The phenomenon of popular movements of protest succeeding and then being swallowed up by the Establishment is not a new story in American history, but the fate of “conservatism” in the last decade or so gives a remarkable case study. Not long ago, after ages of liberal dominance, conservatism seemed to be in the ascendancy both intellectually and at the grassroots level. Somewhere between the election of 1980 and now, a vast popular demand for reform was captured and emasculated by party politicians and literary spoilsmen, so that conservatism has ended up as nothing more than a vague rhetorical label for a very slightly modified form of Liberal Establishment.
These reflections are ignited by the sad fate of two erstwhile fighting conservatives, Jack Kemp and William Bennett. Both these gentlemen were youthful (as national politicians go), energetic, and articulate. Both have ended up in petty administrative posts in a “moderate” Republican administration—posts from which they cannot possibly draw any credit. In fact, I will bet a bound volume of, say, the last good year of National Review (1968) that they are politically dead.
That Kemp accepted the post of Secretary of HUD and Bennett that of “Drug Czar” speaks well for their honorable desire for public service. It speaks poorly indeed for their political judgment. In fact, only a very slight and healthy bit of paranoia would suggest that they have been deliberately tricked into corners where they could be finished off as rivals and critics of Bush. Can one detect the quick and dirty hands of Mr. Atwater and Mr. Baker at the bottom of this smooth and barely noticeable coup?
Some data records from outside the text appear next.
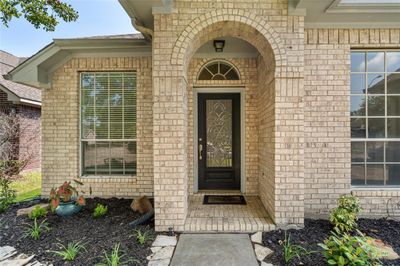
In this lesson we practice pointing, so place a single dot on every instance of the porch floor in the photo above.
(227, 218)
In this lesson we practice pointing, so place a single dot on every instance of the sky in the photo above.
(96, 17)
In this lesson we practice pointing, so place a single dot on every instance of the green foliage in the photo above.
(142, 238)
(344, 216)
(70, 251)
(28, 186)
(344, 249)
(38, 212)
(100, 211)
(291, 251)
(35, 230)
(40, 13)
(7, 194)
(116, 258)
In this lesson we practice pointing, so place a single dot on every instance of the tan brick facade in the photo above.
(297, 124)
(60, 129)
(327, 118)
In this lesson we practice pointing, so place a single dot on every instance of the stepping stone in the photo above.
(263, 263)
(262, 252)
(159, 262)
(26, 211)
(164, 253)
(256, 238)
(7, 252)
(214, 249)
(164, 241)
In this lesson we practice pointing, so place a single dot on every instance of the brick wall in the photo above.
(266, 137)
(30, 137)
(327, 118)
(60, 128)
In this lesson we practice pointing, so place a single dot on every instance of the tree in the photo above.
(13, 157)
(40, 13)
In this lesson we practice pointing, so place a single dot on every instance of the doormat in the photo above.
(224, 200)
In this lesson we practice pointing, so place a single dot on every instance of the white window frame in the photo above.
(366, 117)
(81, 140)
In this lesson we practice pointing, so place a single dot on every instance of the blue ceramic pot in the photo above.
(66, 209)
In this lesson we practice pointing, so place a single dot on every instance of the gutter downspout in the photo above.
(149, 33)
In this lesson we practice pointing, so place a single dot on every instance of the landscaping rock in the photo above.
(20, 260)
(162, 254)
(256, 238)
(26, 211)
(7, 252)
(262, 252)
(390, 254)
(164, 262)
(164, 241)
(155, 249)
(263, 263)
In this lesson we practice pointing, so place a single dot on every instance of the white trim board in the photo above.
(241, 91)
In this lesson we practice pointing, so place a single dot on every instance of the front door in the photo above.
(219, 141)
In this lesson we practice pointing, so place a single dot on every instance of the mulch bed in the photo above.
(316, 231)
(99, 234)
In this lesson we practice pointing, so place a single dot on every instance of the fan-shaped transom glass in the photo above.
(218, 70)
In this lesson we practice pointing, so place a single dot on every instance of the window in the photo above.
(375, 118)
(108, 123)
(218, 70)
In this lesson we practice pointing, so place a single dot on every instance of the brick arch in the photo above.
(223, 23)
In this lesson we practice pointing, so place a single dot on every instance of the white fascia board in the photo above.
(37, 70)
(338, 6)
(11, 97)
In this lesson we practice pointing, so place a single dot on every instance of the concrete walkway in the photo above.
(214, 249)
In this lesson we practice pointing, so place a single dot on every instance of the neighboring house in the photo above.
(26, 102)
(291, 104)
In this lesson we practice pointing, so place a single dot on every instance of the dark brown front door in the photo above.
(219, 140)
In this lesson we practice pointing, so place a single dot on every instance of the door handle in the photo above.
(200, 151)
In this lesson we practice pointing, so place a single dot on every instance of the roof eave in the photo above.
(38, 69)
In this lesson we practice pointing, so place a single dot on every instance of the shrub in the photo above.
(344, 249)
(291, 251)
(7, 194)
(100, 211)
(142, 238)
(344, 216)
(38, 212)
(70, 251)
(35, 231)
(115, 258)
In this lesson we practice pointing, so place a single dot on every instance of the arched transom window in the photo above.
(218, 70)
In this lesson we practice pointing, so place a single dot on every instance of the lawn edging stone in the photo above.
(162, 250)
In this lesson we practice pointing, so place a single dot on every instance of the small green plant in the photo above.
(344, 249)
(116, 258)
(142, 238)
(344, 216)
(7, 194)
(291, 251)
(70, 251)
(35, 230)
(100, 211)
(38, 212)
Maybe so or maybe not. We won’t know for a long time, maybe never. The media don’t notice intraparty dirty tricks (quite as common as the interparty ones) because they would take too much work to ferret out, and they are really only interested in dirty tricks against liberals. If neither Kemp nor Bennett can possibly emerge from the present posts except as weaker public figures than they were, then cui bono? The party operatives have disarmed youthful, energetic, articulate, and potentially troublesome figures, and we are left with the Vice-President, who is a handpicked man and who is, well, youthful. Not long ago there were half a dozen solid aspirants to the leadership of “conservatism” in the Republican Party. Now there are no conservatives at all, just Republicans.
It is a shame to see useful men destroyed by their own virtues. Both of them have accepted the major premises of the Liberal Establishment, which they have attacked only on marginal and instrumental questions. Both have been fairly popular with the media, which is a certain sign that they are not too serious a threat to the Establishment. But they had the virtue of standing for something.
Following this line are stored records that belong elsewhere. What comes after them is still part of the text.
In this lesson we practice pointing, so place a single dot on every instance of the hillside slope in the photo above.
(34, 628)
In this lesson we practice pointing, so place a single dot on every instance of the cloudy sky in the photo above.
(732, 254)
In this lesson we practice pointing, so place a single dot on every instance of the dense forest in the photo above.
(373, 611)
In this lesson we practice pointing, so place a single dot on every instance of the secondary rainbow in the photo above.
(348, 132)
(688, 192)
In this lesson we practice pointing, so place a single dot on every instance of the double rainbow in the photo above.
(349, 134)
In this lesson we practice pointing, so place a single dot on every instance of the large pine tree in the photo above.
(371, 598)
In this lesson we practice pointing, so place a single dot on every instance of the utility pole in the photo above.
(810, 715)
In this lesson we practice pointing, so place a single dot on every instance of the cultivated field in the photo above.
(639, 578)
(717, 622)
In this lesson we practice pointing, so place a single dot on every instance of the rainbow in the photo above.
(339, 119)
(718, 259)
Mr. Kemp seems an honorable man, no small accomplishment for someone who was a denizen of the House of Representatives for so long. His arm-waving invocations of 19th-century egalitarian mythology disgust conservatives, but they energized the Republican electorate, or at least three percent of them. (When a Kemp-for-President rally was held in my very conservative area, no one showed up except some fraternity boys looking for free beer, and two very rustic libertarians from the Pee Dee Swamp.)
The appropriate thing for Mr. Kemp to do was to go back to New York (or even his native Southern California, where earnest superficiality would be an asset) and run for senator or governor. He would have lost but gained credit. There must be some strange defect in judgment in a free marketeer who takes on a government boondoggle in the hopes of transforming it by the spirit of enterprise. (His assumption seems to be that the spirit of free enterprise can be created by government subsidy.) Surely every public figure in Washington on Kemp’s level knew the HUD scandals had to break soon. Completely guiltless of wrongdoing, his name will hereafter be indelibly associated with a scandal from which he cannot possibly gain any credit, especially after his naive and premature defense of his predecessor.
(Since HUD exists totally and entirely for the purpose of bribing contractors, white collar “experts,” local politicians, and the more clever and less scrupulous members of minority groups, how are we to distinguish the illegal graft that is supposed to have taken place from the legal graft that goes on as a matter of course?)
Mr. Bennett, for all his eloquence and wit, has fallen into the same trap. Does he or anyone really believe that the drug-taking portion of the American public can be educated into giving up their hobby with exhortations to “democratic values”? There are only two ways that drug-taking will be stopped: effective local enforcement against users, with swift, long, and certain prison terms; or the return of a very muscular form of Christianity to the hells of the streets. Neither of these things is going to happen. There is no way Mr. Bennett can win his war, and he will go down as a failure who met none of his promises.
In a sense both of these gentlemen deserve their fate, but it would have been much better if they had been overcome by superior ideas rather than by political operatives utterly devoid of idea and principle.